Edwards stood by his friend’s side as he dated his college sweetheart, and he was there when the relationship ended. Well, almost ended. After the break up, Kellogg sent the love of his life a single rose every Monday for over a year. And just like any good friend, Edwards was there when Kellogg’s persistence paid off and he married the girl of his dreams.
Kellogg and his wife, Deatrice, worked hard. He became a lawyer and she a physician. They had three little boys and they were living the American dream until one heartbreaking night changed their lives forever.
“Jacob was a very bright, intellectually curious 15-year-old. He had just started high school and made straight A’s. And he died unexpectedly in his sleep,” says Kellogg.
It was nearly a year ago that the Kelloggs lost Jacob due to a medical condition associated with asthma. After he passed, a three ring binder was found hidden under Jacob’s bed. In it, the straight-A student had mapped out everything he needed to do in order to be accepted into Yale University. The Kelloggs started the Jacob’s Ladder Foundation to honor their late son and do something much bigger in the process.
“We decided that we wanted to kind of carry on a lot of the traits that Jacob exhibited and kind of try to see some of the same things in him that were in other kids as well, but were a little bit less fortunate than him,” says Kellogg.

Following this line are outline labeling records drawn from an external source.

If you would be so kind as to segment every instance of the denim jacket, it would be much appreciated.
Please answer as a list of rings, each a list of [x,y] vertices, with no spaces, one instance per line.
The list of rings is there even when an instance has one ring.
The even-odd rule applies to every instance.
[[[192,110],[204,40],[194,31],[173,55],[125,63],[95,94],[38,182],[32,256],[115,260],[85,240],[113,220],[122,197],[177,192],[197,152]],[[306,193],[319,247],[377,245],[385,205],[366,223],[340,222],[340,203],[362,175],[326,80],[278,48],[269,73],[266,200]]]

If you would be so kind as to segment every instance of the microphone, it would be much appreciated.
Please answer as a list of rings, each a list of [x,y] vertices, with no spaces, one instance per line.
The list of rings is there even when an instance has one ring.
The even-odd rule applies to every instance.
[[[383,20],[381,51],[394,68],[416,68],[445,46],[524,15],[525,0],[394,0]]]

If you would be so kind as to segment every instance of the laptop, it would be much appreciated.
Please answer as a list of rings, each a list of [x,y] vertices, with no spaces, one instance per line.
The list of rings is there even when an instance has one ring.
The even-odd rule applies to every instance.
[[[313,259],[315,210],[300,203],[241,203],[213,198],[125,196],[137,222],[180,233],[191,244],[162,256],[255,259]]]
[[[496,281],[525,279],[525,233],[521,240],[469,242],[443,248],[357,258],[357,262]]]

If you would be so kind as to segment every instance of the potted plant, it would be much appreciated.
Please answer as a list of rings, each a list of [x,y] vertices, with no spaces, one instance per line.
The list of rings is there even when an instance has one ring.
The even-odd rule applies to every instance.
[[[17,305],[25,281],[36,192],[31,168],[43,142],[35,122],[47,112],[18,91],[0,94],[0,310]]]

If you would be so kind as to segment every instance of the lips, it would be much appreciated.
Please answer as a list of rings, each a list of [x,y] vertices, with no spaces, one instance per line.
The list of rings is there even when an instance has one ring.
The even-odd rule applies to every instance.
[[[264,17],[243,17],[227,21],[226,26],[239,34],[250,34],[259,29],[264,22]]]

Jacob loved to write poetry, short stories, and music. He also enjoyed debate.
As for Edwards, just like in the past, he’s standing beside his friend, doing all that he can to see him through an unexpected chapter.
Two weeks from now, Edwards will be in a kayak dodging river barges and fighting fatigue, strong waves, and mosquitoes.
He's asking folks to cheer him on by making a donation to the charity. To learn more about Jacob's Ladder Foundation, you can click here.
For KSMU News, I’m Chasity Mayes.
Anchor Tag: The Missouri River 340 will begin at 8:00 am on July 27th in Kansas City and will finish in St. Charles.